16 “Go and get your husband,” Jesus told her.
17 “I don’t have a husband,” the woman replied.
Jesus said, “You’re right! You don’t have a husband—18 for you have had five husbands, and you aren’t even married to the man you’re living with now. You certainly spoke the truth!”
19 “Sir,” the woman said, “you must be a prophet. 20 So tell me, why is it that you Jews insist that Jerusalem is the only place of worship, while we Samaritans claim it is here at Mount Gerizim,t where our ancestors worshiped?”
21 Jesus replied, “Believe me, dear woman, the time is coming when it will no longer matter whether you worship the Father on this mountain or in Jerusalem. 22 You Samaritans know very little about the one you worship, while we Jews know all about him, for salvation comes through the Jews. 23 But the time is coming—indeed it’s here now—when true worshipers will worship the Father in spirit and in truth. The Father is looking for those who will worship him that way. 24 For God is Spirit, so those who worship him must worship in spirit and in truth.”

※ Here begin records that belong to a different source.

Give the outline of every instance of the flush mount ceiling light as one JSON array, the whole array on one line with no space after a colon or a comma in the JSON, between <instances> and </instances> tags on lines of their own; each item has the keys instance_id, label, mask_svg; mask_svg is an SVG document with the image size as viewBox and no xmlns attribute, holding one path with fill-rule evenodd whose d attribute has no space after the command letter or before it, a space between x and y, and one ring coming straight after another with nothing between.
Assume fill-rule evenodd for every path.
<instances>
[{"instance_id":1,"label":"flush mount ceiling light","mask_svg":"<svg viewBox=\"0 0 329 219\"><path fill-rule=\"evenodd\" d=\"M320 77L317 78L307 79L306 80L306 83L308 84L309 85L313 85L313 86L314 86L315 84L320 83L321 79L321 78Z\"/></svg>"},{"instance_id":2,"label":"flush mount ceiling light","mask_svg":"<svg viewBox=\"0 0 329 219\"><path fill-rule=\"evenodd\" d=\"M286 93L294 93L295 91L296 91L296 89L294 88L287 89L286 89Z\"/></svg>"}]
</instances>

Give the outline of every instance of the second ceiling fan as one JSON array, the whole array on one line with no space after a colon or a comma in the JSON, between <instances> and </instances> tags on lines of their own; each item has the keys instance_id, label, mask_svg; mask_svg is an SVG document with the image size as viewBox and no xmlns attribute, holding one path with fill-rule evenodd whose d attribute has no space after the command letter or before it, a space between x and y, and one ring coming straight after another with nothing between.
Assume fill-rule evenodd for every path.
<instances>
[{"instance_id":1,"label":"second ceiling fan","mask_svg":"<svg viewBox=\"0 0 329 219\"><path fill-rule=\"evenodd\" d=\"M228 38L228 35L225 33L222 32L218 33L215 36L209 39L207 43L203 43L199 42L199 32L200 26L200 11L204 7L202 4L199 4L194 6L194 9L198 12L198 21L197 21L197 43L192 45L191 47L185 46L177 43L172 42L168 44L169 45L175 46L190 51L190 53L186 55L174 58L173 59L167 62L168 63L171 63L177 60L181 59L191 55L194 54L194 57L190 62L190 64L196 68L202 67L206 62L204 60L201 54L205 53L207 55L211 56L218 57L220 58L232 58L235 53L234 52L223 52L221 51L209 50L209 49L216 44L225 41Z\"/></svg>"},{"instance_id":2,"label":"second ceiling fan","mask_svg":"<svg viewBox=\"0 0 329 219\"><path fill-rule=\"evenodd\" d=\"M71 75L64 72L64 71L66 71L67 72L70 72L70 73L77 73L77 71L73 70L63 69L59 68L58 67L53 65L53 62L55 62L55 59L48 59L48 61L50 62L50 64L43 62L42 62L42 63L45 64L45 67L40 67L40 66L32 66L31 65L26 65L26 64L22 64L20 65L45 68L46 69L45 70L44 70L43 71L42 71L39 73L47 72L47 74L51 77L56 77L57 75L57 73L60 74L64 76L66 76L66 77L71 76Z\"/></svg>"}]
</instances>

25 The woman said, “I know the Messiah is coming—the one who is called Christ. When he comes, he will explain everything to us.”
26 Then Jesus told her, “I AM the Messiah!”t
27 Just then his disciples came back. They were shocked to find him talking to a woman, but none of them had the nerve to ask, “What do you want with her?” or “Why are you talking to her?” 28 The woman left her water jar beside the well and ran back to the village, telling everyone, 29 “Come and see a man who told me everything I ever did! Could he possibly be the Messiah?” 30 So the people came streaming from the village to see him.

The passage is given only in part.